10  Bootstrap

CLT provides an useful approach to building confidence intervals and performing hypothesis testing. However, it does not always apply. Here we provide a short introduction to an alternative approach to estimating the distribution of an estimate that does not rely on CLT.

10.1 Example: median income

Suppose the income distribution of your population is as follows:

set.seed(1995)
n <- 10^6
income <- 10^(rnorm(n, log10(45000), log10(3)))
hist(income/10^3, nclass = 1000)

The population median is:

m <- median(income)
m
#> [1] 44939

Suppose we don’t have access to the entire population, but want to estimate the median \(m\). We take a sample of 100 and estimate the population median \(m\) with the sample median \(M\):

N <- 100
x <- sample(income, N)
median(x)
#> [1] 38461

10.2 Confidence intervals for the median

Can we construct a confidence interval? What is the distribution of \(M\) ?

Because we are simulating the data, we can use a Monte Carlo simulation to learn the distribution of \(M\).

library(gridExtra)
B <- 10^4
m <- replicate(B, {
  x <- sample(income, N)
  median(x)
})
hist(m, nclass = 30)
qqnorm(scale(m)); abline(0,1)

If we know this distribution, we can construct a confidence interval. The problem here is that, as we have already described, in practice we do not have access to the distribution. In the past, we have used the Central Limit Theorem, but the CLT we studied applies to averages and here we are interested in the median. We can see that the 95% confidence interval based on CLT

median(x) + 1.96*sd(x)/sqrt(N)*c(-1, 1)
#> [1] 21018 55905

is quite different from the confidence interval we would generate if we know the actual distribution of \(M\):

quantile(m, c(0.025, 0.975))
#>  2.5% 97.5% 
#> 34438 59050

The bootstrap permits us to approximate a Monte Carlo simulation without access to the entire distribution. The general idea is relatively simple. We act as if the observed sample is the population. We then sample (with replacement) datasets, of the same sample size as the original dataset. Then we compute the summary statistic, in this case the median, on these bootstrap samples.

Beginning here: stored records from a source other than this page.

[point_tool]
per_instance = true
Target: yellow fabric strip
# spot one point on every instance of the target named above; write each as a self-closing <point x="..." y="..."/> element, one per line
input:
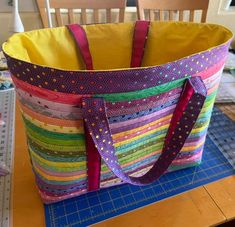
<point x="58" y="164"/>
<point x="59" y="178"/>
<point x="54" y="128"/>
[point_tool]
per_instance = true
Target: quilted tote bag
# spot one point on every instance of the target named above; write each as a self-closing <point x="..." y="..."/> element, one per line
<point x="108" y="104"/>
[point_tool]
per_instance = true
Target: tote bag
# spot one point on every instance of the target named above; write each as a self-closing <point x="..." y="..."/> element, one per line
<point x="108" y="104"/>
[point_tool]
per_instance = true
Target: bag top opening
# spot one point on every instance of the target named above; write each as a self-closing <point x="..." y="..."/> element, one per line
<point x="111" y="44"/>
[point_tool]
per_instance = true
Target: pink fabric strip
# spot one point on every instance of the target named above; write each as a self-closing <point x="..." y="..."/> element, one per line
<point x="139" y="40"/>
<point x="81" y="39"/>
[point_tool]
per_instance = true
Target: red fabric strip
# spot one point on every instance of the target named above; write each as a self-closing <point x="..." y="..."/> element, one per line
<point x="186" y="95"/>
<point x="139" y="40"/>
<point x="82" y="43"/>
<point x="93" y="163"/>
<point x="93" y="156"/>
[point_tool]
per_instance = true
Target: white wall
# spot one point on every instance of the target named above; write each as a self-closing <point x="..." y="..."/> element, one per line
<point x="31" y="18"/>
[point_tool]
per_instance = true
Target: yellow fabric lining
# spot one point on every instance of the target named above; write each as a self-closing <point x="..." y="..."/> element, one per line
<point x="111" y="44"/>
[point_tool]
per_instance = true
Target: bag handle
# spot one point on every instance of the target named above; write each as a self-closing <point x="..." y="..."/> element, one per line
<point x="139" y="40"/>
<point x="81" y="40"/>
<point x="185" y="114"/>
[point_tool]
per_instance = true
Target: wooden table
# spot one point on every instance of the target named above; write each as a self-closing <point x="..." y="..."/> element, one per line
<point x="204" y="206"/>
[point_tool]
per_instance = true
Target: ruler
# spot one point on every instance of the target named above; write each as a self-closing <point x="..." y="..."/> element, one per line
<point x="7" y="108"/>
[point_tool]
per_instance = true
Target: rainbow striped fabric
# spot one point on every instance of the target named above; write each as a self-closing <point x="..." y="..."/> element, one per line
<point x="139" y="112"/>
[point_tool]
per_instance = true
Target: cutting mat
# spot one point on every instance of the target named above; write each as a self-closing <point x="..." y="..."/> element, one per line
<point x="7" y="108"/>
<point x="98" y="206"/>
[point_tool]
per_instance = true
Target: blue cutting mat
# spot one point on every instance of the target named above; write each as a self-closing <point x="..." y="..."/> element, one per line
<point x="106" y="203"/>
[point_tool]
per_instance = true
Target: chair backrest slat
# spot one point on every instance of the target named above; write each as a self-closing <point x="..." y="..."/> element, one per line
<point x="85" y="6"/>
<point x="173" y="6"/>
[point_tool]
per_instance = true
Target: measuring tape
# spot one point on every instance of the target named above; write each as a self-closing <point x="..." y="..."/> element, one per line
<point x="7" y="108"/>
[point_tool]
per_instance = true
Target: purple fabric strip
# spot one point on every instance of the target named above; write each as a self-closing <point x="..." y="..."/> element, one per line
<point x="102" y="82"/>
<point x="94" y="112"/>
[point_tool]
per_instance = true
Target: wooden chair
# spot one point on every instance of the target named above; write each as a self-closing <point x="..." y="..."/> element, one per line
<point x="83" y="5"/>
<point x="171" y="6"/>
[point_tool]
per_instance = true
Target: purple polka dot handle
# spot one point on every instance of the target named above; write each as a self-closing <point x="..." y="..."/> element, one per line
<point x="190" y="104"/>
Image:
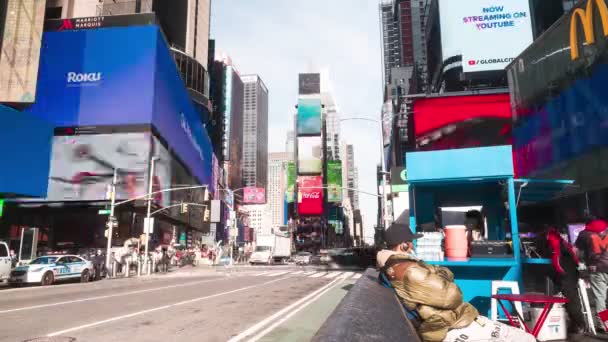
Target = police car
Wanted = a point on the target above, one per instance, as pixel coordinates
(46, 270)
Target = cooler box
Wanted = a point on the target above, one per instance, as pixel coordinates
(555, 327)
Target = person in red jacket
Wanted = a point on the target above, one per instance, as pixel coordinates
(565, 266)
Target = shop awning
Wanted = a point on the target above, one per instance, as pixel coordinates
(540, 190)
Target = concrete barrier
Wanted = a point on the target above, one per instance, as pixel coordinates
(369, 312)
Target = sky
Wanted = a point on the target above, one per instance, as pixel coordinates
(278, 39)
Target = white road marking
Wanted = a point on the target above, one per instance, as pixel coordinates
(347, 275)
(318, 274)
(276, 274)
(107, 296)
(164, 307)
(308, 299)
(332, 274)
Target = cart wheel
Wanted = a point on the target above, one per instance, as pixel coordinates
(47, 279)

Theory tells us that, in many situations, the distribution of the statistics obtained with bootstrap samples approximate the distribution of our actual statistic. This is how we construct bootstrap samples and an approximate distribution:

B <- 10^4
m_star <- replicate(B, {
  x_star <- sample(x, N, replace = TRUE)
  median(x_star)
})

Note a confidence interval constructed with the bootstrap is much closer to one constructed with the theoretical distribution:

quantile(m_star, c(0.025, 0.975))
#>  2.5% 97.5% 
#> 30253 56909

For more on the Bootstrap, including corrections one can apply to improve these confidence intervals, please consult the book An introduction to the bootstrap by Efron, B., & Tibshirani, R. J.

10.3 Exercises

1. Generate a random dataset like this:

y <- rnorm(100, 0, 1)

Estimate the 75th quantile, which we know is:

qnorm(0.75)

with the sample quantile:

quantile(y, 0.75)

Run a Monte Carlo simulation to learn the expected value and standard error of this random variable.

2. In practice, we can’t run a Monte Carlo simulation because we don’t know if rnorm is being used to simulate the data. Use the bootstrap to estimate the standard error using just the initial sample y. Use 10 bootstrap samples.

3. Redo exercise 12, but with 10,000 bootstrap samples.